07
高橋のその一言は東山にとっては、まるで神の啓示のように思えた。
「マジっすか!?やった!……ちなみに、サインとかして貰えたりしませんかね?」
「東山……、あくまで借りるだけだ。諦めてそろそろ切り替えろよ」
未だファン心の抜け切らない東山を諫めると、それこそ子供の様にしゅんとなり「はい」と小声で返事をした。
「…あっ、先輩さっき調書は終わったって言ってましたけど…、もう全員分終わらしたんですか?」
「全員?彼女の分だけだけど。他にもいるのかな?」
いきなり仕事モードに切り替わった東山からの指摘を、すかさず高橋に尋ねた。
「はい。今日は年末の特番収録だったので…グループ総勢200人位は来てます。」
「に、200人!?そんなにいるの?」
多いとは聞かされていたが精々100人程度だと思っていた西尾は驚き、南も呆気に取られていた。
「だから言ったっしょ?姉妹グループもいるって」
「名古屋と大阪と……後は九州だっけ?」
「そうっすけど……、ざっくり過ぎっすよ先輩。そして、それを束ねるのが、ここにいる総監督のたかみななんすよ!」
片膝を着き彼女に向かって両手をヒラヒラさせる。
彼女は彼女でその仰々しい紹介に苦笑いを浮かべていた。
「という事で、僕も調書手伝いますね〜」
「…あっ!でも、最初に来た刑事さんがその場にいたメンバー以外を帰らせたのでそんなに多くないです」
「それって、何人ぐらい残ってるのかな?」
「えっと……あと13人です」
「そっか、ありがとう」
南はその言葉にほっと胸を撫で下ろした。200もの人数の調書はいくらなんでも無理がある… 13人なら夕方までには終われるだろう。

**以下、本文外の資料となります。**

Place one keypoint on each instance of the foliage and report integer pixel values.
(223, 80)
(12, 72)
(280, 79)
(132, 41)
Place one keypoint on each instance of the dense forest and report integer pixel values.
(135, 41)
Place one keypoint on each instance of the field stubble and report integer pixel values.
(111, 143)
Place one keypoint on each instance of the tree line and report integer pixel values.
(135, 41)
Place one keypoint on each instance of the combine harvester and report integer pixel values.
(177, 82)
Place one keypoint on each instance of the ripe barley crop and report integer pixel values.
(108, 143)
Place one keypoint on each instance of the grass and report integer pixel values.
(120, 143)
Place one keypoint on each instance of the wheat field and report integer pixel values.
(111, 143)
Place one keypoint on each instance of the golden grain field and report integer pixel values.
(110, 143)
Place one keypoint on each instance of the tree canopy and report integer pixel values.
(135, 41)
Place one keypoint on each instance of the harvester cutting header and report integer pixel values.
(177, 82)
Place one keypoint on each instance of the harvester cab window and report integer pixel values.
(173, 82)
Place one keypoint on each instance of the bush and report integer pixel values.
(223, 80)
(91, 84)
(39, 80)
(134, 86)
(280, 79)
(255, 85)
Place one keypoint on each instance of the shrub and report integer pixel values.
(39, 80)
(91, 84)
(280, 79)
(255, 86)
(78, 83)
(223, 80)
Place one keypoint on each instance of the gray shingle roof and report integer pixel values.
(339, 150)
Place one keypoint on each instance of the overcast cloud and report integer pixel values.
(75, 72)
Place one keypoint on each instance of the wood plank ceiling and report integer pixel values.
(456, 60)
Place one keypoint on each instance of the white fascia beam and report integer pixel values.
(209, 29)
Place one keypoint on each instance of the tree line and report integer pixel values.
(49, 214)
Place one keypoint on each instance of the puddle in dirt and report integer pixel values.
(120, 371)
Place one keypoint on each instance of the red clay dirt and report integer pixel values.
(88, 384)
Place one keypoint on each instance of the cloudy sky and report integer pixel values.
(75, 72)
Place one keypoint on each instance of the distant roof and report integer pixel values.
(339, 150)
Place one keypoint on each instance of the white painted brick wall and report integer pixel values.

「だったら、早く他のメンバーの調書も取りましょう。貴女は別室で待機してくれるかしら?」
「あっ、一つだけいいかな?」
西尾に促され部屋を出ようとする高橋に南が声をかけた。
「はい?」
「今朝って何を食べたかな?」
「え……?今朝ですか?……えっと、その……、今朝はパンと…サラダです」
「そっかそっか、ありがとう。ちょっとアイドルが何を食べるのか知りたくてさ。西尾さん、連れていってあげて」
意図のわからない質問に不思議そうな顔をする2人とは対称的に、西尾が意味ありげな微笑を浮かべていた。
「とりあえず、東山はこれ片しとけよ」
テーブルを指しつつ、一つ伸びをし、気合いを入れ直した。